# The NEC classic motor show...



## Ingo (Oct 13, 2010)

Hi guys. 

I might be coming to the uk for the first time in november for the NEC classic motor show. I'm just wandering. 

Is it worth the trip ?

I'm flying to Manchester then taking the train over to Birmingham but I don't want to book the hotel and flight until I hear from someone that has been and confirms its worth a trip over the pond 

Hopefully this is in the right place 

Thanks in advance.

Ingo


----------



## Natalie (Jan 19, 2011)

I went for the first time last year and really enjoyed it, wish I'd gone for 2 days as I'm sure we didn't see everything.


----------



## MARKETMAN (Aug 22, 2006)

Great Show gets Bigger and Better Each Year


----------



## Bartl (Apr 3, 2013)

It's well worth the trip.
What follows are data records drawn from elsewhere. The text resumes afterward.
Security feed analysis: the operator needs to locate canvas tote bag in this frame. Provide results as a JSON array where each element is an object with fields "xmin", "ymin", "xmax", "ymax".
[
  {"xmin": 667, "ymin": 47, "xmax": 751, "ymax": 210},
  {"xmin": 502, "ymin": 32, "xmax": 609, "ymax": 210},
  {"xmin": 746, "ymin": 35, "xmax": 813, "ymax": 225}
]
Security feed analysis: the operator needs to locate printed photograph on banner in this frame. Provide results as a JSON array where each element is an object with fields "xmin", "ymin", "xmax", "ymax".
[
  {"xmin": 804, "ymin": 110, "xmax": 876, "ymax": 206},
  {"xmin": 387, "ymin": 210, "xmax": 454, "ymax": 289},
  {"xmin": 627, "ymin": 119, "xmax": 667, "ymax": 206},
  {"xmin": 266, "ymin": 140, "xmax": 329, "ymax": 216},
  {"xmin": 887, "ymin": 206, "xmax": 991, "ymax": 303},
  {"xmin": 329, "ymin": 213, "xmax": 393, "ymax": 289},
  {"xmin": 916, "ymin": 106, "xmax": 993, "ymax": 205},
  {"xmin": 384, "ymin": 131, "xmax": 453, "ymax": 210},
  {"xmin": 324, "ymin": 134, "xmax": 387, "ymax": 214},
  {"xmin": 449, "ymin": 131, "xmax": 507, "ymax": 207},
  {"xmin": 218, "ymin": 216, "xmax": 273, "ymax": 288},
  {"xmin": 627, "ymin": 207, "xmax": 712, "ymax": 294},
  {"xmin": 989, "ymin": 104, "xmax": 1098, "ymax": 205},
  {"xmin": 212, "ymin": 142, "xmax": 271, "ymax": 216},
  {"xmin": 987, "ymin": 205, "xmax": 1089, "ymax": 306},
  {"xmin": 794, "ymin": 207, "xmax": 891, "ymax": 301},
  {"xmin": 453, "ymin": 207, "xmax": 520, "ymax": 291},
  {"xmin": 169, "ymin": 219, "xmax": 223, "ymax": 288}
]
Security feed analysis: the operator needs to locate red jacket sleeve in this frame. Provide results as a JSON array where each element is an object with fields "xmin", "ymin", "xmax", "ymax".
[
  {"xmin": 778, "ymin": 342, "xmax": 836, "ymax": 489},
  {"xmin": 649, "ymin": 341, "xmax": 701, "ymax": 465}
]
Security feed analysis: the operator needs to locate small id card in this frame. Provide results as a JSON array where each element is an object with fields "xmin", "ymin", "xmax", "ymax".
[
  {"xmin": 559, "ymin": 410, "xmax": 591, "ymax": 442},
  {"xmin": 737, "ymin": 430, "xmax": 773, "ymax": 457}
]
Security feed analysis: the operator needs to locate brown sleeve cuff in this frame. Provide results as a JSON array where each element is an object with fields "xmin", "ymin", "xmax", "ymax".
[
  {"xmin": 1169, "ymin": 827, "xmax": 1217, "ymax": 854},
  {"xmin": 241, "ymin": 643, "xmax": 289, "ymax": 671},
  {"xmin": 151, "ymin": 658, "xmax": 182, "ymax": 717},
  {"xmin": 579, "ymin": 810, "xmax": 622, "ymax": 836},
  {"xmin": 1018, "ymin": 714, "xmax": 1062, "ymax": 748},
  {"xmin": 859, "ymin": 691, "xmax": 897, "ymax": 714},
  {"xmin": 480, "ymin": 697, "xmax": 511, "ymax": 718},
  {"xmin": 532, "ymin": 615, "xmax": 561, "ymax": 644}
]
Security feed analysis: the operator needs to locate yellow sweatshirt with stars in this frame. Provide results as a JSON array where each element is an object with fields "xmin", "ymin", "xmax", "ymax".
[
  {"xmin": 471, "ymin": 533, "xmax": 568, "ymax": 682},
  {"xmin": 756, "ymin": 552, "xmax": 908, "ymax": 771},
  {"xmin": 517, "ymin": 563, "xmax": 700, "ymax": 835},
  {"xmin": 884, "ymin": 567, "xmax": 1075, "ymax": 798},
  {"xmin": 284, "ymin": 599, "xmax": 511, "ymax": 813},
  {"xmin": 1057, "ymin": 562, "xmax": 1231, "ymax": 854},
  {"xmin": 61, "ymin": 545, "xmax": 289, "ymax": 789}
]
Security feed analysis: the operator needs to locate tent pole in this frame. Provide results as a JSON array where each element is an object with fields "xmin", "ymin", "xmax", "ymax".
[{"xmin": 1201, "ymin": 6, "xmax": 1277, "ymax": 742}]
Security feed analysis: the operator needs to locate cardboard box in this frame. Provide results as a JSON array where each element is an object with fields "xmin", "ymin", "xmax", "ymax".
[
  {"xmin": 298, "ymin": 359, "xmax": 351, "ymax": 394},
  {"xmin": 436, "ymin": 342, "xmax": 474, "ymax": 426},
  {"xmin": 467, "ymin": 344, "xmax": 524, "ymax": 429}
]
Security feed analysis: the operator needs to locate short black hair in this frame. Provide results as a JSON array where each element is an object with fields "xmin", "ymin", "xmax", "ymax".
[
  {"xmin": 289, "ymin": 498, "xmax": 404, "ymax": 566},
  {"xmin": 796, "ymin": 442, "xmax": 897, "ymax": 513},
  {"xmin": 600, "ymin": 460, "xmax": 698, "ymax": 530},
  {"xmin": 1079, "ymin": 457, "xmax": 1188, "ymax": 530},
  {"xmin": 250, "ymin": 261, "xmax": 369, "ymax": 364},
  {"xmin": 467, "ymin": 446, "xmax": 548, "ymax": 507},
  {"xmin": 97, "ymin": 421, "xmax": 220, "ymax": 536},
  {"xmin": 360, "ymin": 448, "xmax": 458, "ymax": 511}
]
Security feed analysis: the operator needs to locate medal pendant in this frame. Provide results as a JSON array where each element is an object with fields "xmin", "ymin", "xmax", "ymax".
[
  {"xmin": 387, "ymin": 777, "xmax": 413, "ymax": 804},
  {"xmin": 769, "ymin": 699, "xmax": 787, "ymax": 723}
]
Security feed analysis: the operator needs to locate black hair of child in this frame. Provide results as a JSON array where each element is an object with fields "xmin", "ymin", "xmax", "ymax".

It's worth every penny.


----------



## Ingo (Oct 13, 2010)

Alright booked the flight yesterday and buying the ticket for the show on the 1st of July. 

But how is Birmingham in regard to meets in parking lots on weekends ? would love to have something to do during the nights other than processing the photos I'll be taking on the show. 

Not really familiar with British weekend cruising so I'd love to know 

Thanks everyone for your input


----------